JAVIER BERGANZA: Oliver Hermanus trae una adaptación de Ikiru (Vivir) del inmortal Akira Kurosawa. El clásico de 1952 es una de esas grandes obras que vienen a la mente cuando se recuerda al maravilloso director japonés. De nuevo una premisa potente que ahonda sobre las conductas de los seres humanos. Sobre cuál es el legado que dejamos a los que vienen. Sobre cómo nos tenemos que comportar ante las injusticias. Kurosawa era un experto en indagar en estos temas y Oliver Hermanus trata de hacer lo mismo entendiendo siempre que, en la comparativa, va a salir perdiendo desde el principio. Pero el director lo tiene claro y, pese a esa inevitable comparación, logra armar una película muy completa y muy seria.
Con un arranque muy interesante en cuanto al uso de ópticas y el baile de cámara, el director nos presenta a los protagonistas de la historia, aunque de forma algo mentirosa. Al fin logramos ver al verdadero protagonista, el señor Williams, un fantástico Bill Nighy que se come la pantalla en cada secuencia. Seguramente, su mejor trabajo hasta la fecha.
El señor Williams es un ordenado funcionario de la Londres de los años 50. Pausa, orden y pocas prisas en un trabajo lleno de papeleo que el propio director nos muestra con unos encuadres muy cerrados que, junto al espacio, determinan ese poco margen para la improvisación y la vida. Aquí todo es meticuloso, cuadriculado y nadie puede salirse de la línea de puntos.
Al señor Williams, igual que al señor Kanji Watanabe, le detectan un cáncer incurable. Este giro de tornas hace que todo cambie y que la actitud frente a la vida que pasa sea distinta. El señor Williams deja de ir a trabajar para emborracharse y gastar ese dinero ahorrado que tenía tras duros años de trabajo. Aquí, Oliver Hermanus, decide cambiar las ópticas y jugar en encuadres más abiertos con ópticas más cortas. Abonbando un poco más los costados del plano para romper con la rectitud de la vida del señor Williams, y para generar más separación entre el protagonista y el fondo, dotando a todo mayor vida y libertad.

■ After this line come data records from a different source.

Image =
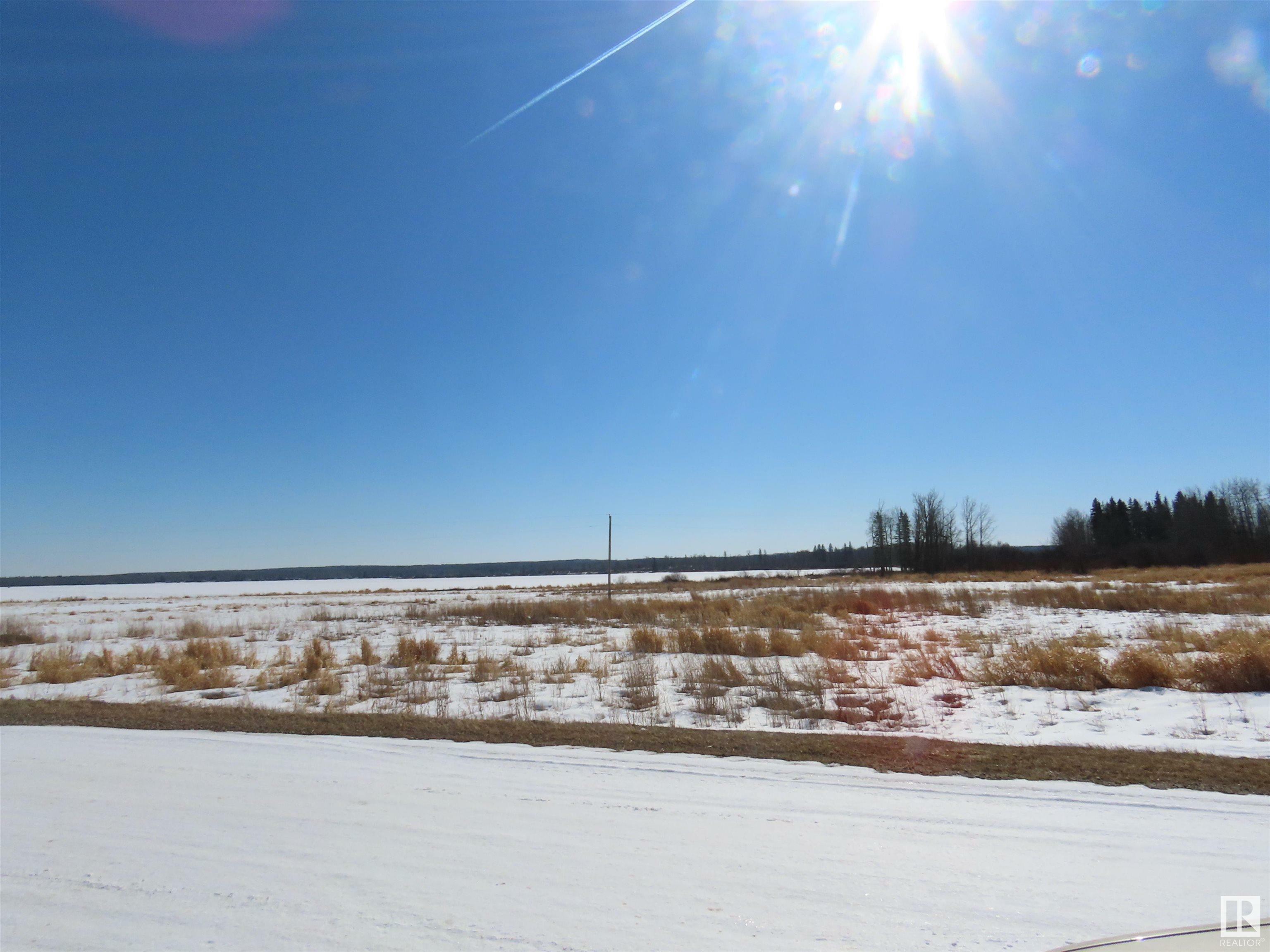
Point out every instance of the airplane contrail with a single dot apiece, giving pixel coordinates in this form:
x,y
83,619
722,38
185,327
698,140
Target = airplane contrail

Es cierto que se llega a abusar un poco de la cámara lenta, pero igualmente pasa por alto y no afecta a una intención de dirección muy pulida y clara. A unas interpretaciones prácticamente exactas y a un guion que, pese a no ser suyo y tener más de 70 años, sigue funcionando a día de hoy a la perfección.
En definitiva, una película de firma muy estilada. De esas que huelen a té y calma. Una opción fantástica para estas semanas de frio y de vuelta a la realidad. ¡A vivir!